EPIC Obtains Records About Texas’s Use of Aerial Surveillance

August 10, 2020

Through a Public Information Act request to the Texas Department of Public Safety, EPIC obtained records about the department's use of two Pilatus surveillance planes, including videos recorded during the George Floyd protests. Reports have indicated that these planes, purchased by the state for border operations, were used to surveil cities hundreds of miles from the border. EPIC obtained flight logs from January 1, 2018 to June 15, 2020, plane technical specifications and the department's video retention policy. The flight logs revealed that the surveillance planes flew an average of one flight per day between May 25 to June 15, 2020, with a total of 103 hours of total flight time. In over ninety percent of these flights, the planes recorded no video. The planes reportedly cost an average of $474 an hour to fly, and the Texas DPS spent roughly $49,000 to record three videos over the three-week span.

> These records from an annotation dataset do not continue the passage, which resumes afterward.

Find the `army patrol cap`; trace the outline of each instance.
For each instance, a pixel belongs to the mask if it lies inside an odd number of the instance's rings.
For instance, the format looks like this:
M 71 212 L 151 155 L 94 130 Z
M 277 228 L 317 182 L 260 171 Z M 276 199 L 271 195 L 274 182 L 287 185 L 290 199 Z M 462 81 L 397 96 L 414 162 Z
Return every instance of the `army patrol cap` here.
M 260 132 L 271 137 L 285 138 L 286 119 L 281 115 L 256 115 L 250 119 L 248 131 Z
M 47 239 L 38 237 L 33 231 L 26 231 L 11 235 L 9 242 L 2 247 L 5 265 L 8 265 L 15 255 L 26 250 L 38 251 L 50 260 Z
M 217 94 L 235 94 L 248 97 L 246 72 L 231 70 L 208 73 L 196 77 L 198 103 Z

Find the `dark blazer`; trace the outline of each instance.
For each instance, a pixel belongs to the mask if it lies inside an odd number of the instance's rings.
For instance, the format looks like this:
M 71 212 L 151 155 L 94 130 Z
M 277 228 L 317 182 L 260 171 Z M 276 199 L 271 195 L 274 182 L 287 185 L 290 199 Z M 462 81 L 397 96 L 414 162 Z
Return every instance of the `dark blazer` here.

The Texas DPS withheld three videos recorded between May 25 to June 15, 2020, during the height of the George Floyd protests, despite its video retention policy stating that "all retained video copies…will be subject to open records requests." EPIC has long highlighted the privacy and civil liberties implications of aerial surveillance technology and has called on Congress to "establish drone privacy safeguards that limit the risk of public surveillance."